Furthermore, DevOps is about more than speed. “It’s about using speed to make the applications more intelligent and deliver optimal functionality that generates improved business outcomes,” Carr pointed out. “DevOps is supposed to help agile teams ‘fail fast,’ thereby enabling them to perform rapid or even simultaneous A/B testing, and so forth. Implicit in this is the use of far more data and analytics.”


Other initiatives moving organizations toward greater agility include deployments of microservices and containers, which enable applications, services, code, and even data to be moved or reused in the most expedient technology environments, such as cloud platforms. However, there is also still much work to be done in these areas. Most enterprises have made some transition to DevOps, containerization, and microservices, but long-established corporations are struggling to turn around their processes and methods, said Venzl. “New projects tend to adopt agile practices faster, benefiting from the clean-slate state over already rolled out projects running in production.”
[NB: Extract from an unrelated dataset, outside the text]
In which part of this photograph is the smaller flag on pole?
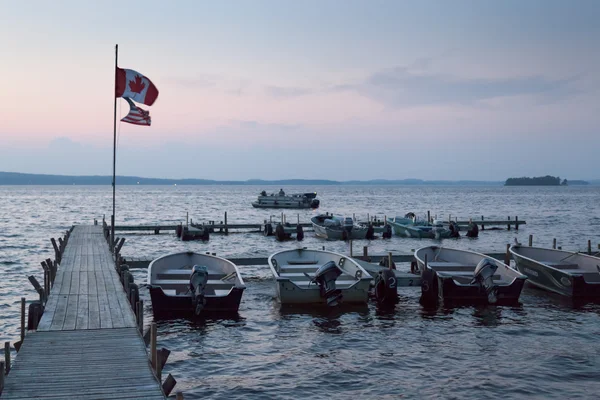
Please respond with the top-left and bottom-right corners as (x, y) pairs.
(121, 97), (152, 126)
This all means that “it is a brave new world that is unfamiliar to many, so there are more questions than answers today,” said Brey. “While progress is definitely being made, especially in markets where the level of competition is high, the access to agile techniques is ready, and there are lower barriers to change.”

Julie Furt, senior vice president, worldwide consulting and training services at MarkLogic, sees “pockets” of progress with these next-generation technologies, but often it’s simply lip service. “Some organizations pretend to be agile, while really just putting a wrapper on their traditional approach—or worse, have interpreted ‘agile’ to mean that you can figure out what you’re building at the end, not establishing clear goals and then iterating toward them.”
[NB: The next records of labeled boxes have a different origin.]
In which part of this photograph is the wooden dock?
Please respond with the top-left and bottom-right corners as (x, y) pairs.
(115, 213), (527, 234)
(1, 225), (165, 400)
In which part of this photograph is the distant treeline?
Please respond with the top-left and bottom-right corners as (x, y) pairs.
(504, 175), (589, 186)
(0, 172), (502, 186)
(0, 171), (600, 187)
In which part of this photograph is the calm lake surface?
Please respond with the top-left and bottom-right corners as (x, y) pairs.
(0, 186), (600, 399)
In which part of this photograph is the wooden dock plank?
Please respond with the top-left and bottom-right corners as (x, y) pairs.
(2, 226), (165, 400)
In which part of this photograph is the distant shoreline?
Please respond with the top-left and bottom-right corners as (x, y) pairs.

Todd Moore, VP of open technology and developer advocacy at IBM, has seen such a radical transition at his own organization. “Front-ending hundreds of gigabytes of data that lives both in the cloud and enterprise systems with APIs just goes with the territory these days,” he said. “Microservices can automatically render that data into content and interactive services and this is exactly the case for one of IBM’s most important and visible websites, IBM Developer.”

There is also a risk seen with adoption of these new technologies and practices—an assumption that they alone will set organizations on the right track. “A common misconception I have seen with people who are new to Kubernetes, is that the Kubernetes orchestration layer and its self-healing properties will solve all of your problems,” Frank Reno, senior technical product manager at Sumo Logic, said. “While there are many problems and headaches it does solve, you cannot abandon your core monitoring principles. It is still critical to monitor the orchestration layer, in addition to all your applications, to ensure the orchestrator is orchestrating. You need a robust, scalable monitoring solution that can scale with the volume of data that comes from running applications inside of Kubernetes.”


The database space in particular has been a challenge in moving to more agile approaches, due to greater centralization of “both system and application DBAs,” said Jones. “Any type of request to the DBAs could take days, weeks, or even months. In order to improve agility, the developers need to be in control of their databases."

To fully embrace an approach such as DevOps, Jones continued, “talented DBA teams need to become passionate about helping developers take control of what the DBAs used to do. The system DBAs are now helping to provide automation to the development community. They do it in a way that allows developers to securely deploy databases and connect their applications to them in less than an hour. This is something that in large organizations used to take weeks or months. The application DBAs are now either on development teams or working with them to modernize their applications. Part of this modernization is allowing teams to use schema management libraries in their code to deploy schema changes. They are also teaching teams how to effectively and efficiently monitor and maintain their databases.”